Effect of Thermal Environment on Heat Transfer Mechanism of Solar-Powered Balloon

Abstract

Solar energy units, as an ideal alternative, can be supplied to the balloons by mounting them over the envelope of the balloon. To avoid superheating and superpressure, the solar-powered balloon's thermal efficiency should be controlled. In the current research, the thermal model of a solar-powered zero-pressure balloon has been built up and simulated in FORTRAN via iterative techniques and validated with published experimental data. The simulation of stratospheric solar-powered balloon flight has been carried out in real seasonal atmospheric conditions.

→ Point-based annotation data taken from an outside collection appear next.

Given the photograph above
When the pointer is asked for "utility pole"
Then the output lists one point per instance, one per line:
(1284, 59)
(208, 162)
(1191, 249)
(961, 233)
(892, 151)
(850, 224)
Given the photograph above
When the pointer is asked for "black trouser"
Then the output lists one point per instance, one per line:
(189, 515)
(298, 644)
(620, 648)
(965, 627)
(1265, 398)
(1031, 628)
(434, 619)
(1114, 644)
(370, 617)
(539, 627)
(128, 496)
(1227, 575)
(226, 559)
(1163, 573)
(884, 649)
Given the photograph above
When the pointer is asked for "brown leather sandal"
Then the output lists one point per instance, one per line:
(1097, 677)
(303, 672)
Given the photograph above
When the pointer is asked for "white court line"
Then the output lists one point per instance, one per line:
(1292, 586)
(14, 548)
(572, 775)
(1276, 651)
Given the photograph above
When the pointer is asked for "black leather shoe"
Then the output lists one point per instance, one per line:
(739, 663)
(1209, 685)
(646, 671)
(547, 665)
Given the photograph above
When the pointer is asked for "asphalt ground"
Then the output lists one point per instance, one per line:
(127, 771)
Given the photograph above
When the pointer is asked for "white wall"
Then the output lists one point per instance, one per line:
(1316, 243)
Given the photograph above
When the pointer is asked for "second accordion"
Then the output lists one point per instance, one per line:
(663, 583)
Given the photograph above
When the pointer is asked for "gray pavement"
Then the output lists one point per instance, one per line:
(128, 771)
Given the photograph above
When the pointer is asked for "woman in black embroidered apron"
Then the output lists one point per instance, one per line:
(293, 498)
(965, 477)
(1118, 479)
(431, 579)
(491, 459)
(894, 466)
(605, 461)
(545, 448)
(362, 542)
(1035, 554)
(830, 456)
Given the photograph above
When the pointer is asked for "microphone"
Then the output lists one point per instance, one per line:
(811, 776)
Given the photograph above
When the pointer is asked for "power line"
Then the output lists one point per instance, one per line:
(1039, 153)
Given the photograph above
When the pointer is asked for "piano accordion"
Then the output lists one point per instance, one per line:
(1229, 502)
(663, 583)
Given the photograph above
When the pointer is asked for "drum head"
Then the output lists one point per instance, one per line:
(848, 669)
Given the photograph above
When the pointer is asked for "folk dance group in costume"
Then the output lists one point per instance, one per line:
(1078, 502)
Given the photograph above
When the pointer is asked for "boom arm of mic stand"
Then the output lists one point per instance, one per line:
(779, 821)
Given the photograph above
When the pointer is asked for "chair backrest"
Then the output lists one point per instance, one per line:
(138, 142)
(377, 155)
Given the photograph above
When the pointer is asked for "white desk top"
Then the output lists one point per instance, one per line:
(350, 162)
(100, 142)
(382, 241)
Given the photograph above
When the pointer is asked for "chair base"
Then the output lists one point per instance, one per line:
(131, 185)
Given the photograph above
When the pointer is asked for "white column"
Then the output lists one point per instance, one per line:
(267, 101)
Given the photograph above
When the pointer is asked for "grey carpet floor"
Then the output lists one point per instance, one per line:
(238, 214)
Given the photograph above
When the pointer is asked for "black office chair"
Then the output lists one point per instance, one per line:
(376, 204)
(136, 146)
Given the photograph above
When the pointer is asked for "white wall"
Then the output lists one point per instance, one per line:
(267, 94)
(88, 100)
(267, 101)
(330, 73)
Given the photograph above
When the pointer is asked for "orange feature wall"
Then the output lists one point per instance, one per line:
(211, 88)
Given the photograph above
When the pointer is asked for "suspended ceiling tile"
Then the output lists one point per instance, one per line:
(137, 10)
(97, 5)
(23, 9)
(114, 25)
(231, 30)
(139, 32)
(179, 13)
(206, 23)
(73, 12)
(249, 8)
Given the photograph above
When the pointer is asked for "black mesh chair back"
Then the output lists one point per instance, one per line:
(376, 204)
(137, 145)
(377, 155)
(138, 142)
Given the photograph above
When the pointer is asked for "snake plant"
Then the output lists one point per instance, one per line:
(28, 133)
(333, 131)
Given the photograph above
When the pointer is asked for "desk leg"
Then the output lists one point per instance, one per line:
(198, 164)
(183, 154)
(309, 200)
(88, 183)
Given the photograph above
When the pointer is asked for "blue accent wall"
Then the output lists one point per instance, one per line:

The temperature variation of solar panels, interior helium, and balloon envelope material has been observed and compared with the unpowered balloon in winter and summer atmospheric conditions. The output power performance of the photovoltaic panel placed over the balloon with and without thermal effect has been reported. Furthermore, the characteristic length, angle, and area of the solar panel effects on photovoltaic panel temperature and output power are discussed in detail. The maximum temperature of the helium and envelope of the solar-powered balloon is obtained as 350.03 K and 351.19 K, respectively, and is notable in the summer solstice compared with the unpowered balloon. This research would help design the energy unit of the stratospheric balloon for long endurance.